Friday, July 13, 2012

Prosecco in the rain

What can you do? You arrange for friends to visit with plans of a trip up the river to Scarriff and it rains. Wetting, ceaseless, you-know-it-won't-stop rain. You can either be a slob or have a small adventure. We went for the adventure. Or at least the getting out of the house. And one of the party happened to have a bottle of Prosecco about her person, so we anchored off Iniscealtra within sight of the round tower and Erin popped the cork.

Catching the moment

Joe and I had decided at the last minute to stay on board that night - Friday - and play some tunes in the session at the hotel, so a hurried packing for one night. Saturday was sunny and, astonishingly, hot. We couldn't go home now. We'd a car in Scarriff and one in Mountshannon for car-shuttling purposes, so I took one of them home and cycled back to Mountshannon over the mountain. Joe and I did this ride in April, but there seemed to be a lot more uphill this time. I had a rucksack on my back full of clothes, and various essential supplies in my bike bag, so I suppose that was it. Still the joy of it at the top, bog all around, and views of our own valley behind, Lough Derg in front.

Back in Mountshannon and Joe had had a text from friends. Were we on Derg and if so would we like to join them in Kilgarvan. A beautiful late afternoon. A trip up the lake would be just the thing.

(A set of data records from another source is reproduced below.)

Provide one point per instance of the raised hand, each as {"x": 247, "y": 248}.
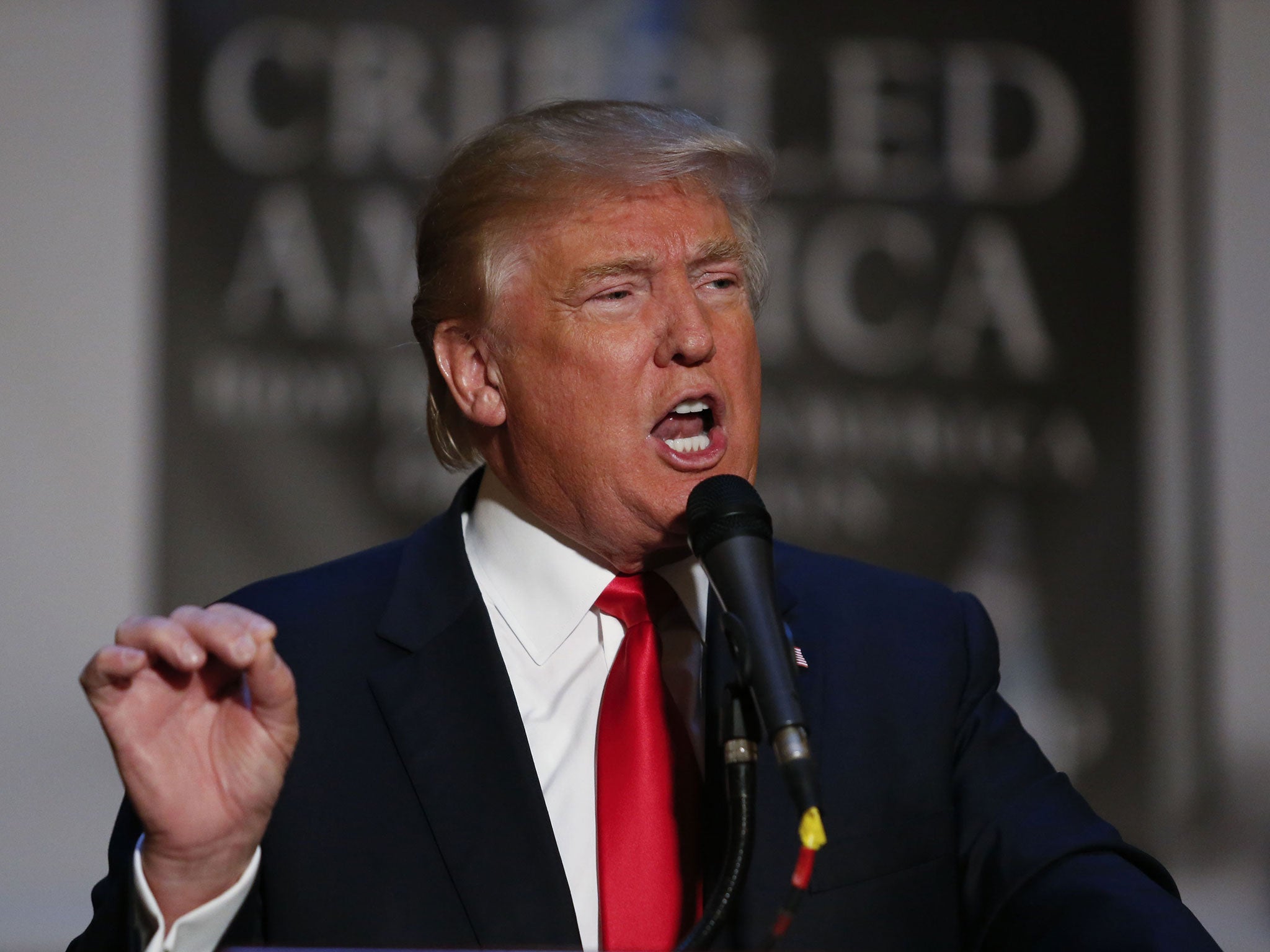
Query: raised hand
{"x": 201, "y": 714}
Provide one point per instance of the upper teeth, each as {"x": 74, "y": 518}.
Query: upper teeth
{"x": 690, "y": 444}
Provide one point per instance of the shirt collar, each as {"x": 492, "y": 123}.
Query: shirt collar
{"x": 541, "y": 583}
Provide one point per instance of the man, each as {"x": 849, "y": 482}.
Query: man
{"x": 588, "y": 275}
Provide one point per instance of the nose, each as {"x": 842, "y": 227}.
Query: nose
{"x": 687, "y": 338}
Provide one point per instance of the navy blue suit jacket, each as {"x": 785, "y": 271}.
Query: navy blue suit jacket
{"x": 412, "y": 815}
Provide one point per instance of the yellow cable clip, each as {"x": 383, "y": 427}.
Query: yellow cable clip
{"x": 810, "y": 829}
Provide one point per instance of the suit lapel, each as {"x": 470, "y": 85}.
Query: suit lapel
{"x": 450, "y": 707}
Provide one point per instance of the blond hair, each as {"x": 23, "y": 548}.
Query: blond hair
{"x": 550, "y": 154}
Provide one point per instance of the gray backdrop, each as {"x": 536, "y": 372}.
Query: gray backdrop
{"x": 950, "y": 355}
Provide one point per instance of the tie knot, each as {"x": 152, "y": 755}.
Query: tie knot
{"x": 633, "y": 599}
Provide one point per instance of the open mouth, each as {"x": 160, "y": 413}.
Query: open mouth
{"x": 689, "y": 427}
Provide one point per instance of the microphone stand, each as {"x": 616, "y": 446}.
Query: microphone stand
{"x": 739, "y": 754}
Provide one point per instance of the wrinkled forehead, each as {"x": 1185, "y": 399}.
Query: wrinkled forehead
{"x": 638, "y": 229}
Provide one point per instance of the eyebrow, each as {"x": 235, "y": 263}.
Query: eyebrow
{"x": 708, "y": 253}
{"x": 719, "y": 250}
{"x": 607, "y": 270}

Looking back at Scarriff Bay

Next day we dropped anchor beside Illaunmore, the inhabited island that lies off the Tipperary shore north of Dromineer. The tiny bay we chose, we realised as we reached it, contained a cut into a small harbour with a house beyond. I wonder how people in such places feel when a boat anchors off? The water doesn't belong to you, yet you must have a sense of ownership of the lake beside your house.

Later, after a drive-past from the RNLI who, we later learned, had been involved in a rescue, we chugged into Castletown Bay for a mooch and a look to see could we find the way into Black Lough. Joe was sure he'd heard this was possible. Couldn't see a way in at all, but that's often the way when there are reeds lining the bank. We had the old Admiralty Chart which we were sure showed a river from this bay. However we must have been mistaken - I'll check when on board again - the way in goes from just beyond where we anchored for lunch. In fact a boat went in that way, but we assumed it was heading for its own little harbour. We should have followed it.

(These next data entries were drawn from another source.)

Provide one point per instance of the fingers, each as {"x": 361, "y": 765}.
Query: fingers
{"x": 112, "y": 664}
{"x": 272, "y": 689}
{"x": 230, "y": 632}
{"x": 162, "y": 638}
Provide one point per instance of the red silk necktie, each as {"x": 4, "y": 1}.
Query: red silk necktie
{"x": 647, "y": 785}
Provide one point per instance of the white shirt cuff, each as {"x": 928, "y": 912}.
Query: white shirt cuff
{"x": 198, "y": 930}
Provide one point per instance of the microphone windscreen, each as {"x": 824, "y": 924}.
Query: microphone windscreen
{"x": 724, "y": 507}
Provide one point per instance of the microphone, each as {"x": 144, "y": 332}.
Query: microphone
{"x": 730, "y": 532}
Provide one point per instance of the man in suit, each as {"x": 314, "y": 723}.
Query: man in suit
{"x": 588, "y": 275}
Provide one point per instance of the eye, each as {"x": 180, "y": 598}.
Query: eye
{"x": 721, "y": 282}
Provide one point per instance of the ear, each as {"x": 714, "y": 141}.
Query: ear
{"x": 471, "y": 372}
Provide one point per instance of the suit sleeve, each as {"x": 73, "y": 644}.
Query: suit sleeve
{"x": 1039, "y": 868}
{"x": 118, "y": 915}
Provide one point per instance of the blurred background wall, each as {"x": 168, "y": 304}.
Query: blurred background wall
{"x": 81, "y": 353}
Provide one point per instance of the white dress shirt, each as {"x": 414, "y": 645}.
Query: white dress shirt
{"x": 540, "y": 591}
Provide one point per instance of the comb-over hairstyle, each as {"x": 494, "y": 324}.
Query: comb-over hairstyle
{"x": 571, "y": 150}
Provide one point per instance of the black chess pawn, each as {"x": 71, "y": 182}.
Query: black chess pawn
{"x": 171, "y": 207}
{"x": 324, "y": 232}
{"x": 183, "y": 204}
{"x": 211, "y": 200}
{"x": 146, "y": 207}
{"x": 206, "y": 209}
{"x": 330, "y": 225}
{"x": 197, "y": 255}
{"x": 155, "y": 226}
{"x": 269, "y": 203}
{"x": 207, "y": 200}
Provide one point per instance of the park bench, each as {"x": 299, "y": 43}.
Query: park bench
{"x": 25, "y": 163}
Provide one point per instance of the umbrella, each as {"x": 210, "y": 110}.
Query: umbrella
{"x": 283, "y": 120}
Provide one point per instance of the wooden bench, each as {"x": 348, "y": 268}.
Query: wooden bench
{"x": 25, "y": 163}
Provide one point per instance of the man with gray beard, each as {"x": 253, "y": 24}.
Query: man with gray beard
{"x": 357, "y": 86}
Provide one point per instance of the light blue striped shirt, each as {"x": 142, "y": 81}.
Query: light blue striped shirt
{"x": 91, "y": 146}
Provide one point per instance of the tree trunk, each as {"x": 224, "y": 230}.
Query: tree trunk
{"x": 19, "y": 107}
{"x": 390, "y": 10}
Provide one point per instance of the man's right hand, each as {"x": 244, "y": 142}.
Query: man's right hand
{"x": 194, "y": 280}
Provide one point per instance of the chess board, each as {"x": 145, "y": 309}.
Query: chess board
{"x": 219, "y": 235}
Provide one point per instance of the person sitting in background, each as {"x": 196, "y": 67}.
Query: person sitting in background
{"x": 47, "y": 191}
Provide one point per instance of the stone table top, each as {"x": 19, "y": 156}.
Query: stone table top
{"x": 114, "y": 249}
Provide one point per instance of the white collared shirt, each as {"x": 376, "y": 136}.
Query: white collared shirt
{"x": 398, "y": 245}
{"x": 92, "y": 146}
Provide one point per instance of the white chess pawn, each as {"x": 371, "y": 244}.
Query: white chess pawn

Anyway, there was a nice ruined castle to look at from Casteletown Bay.

The crinkly bit on the hill is the castle

Ridiculous that we haven't explored all this before. It's the Lough Ree syndrome I think. You get stuck in a certain pattern of movement. On Ree it was north to south and onwards, but spending a week there allowed us to find all the hidden-away bits of the lake. We're going to stay on Derg for the next while, do a bit of sailing, explore wherever we have yet to explore.

Sunday night was tunes in Garry. Considering we'd only come out for a night we were doing well.

In Garrykennedy

1 comment:

  1. I love you Nicki :) And crinkly bits on hills. How long was the bike ride?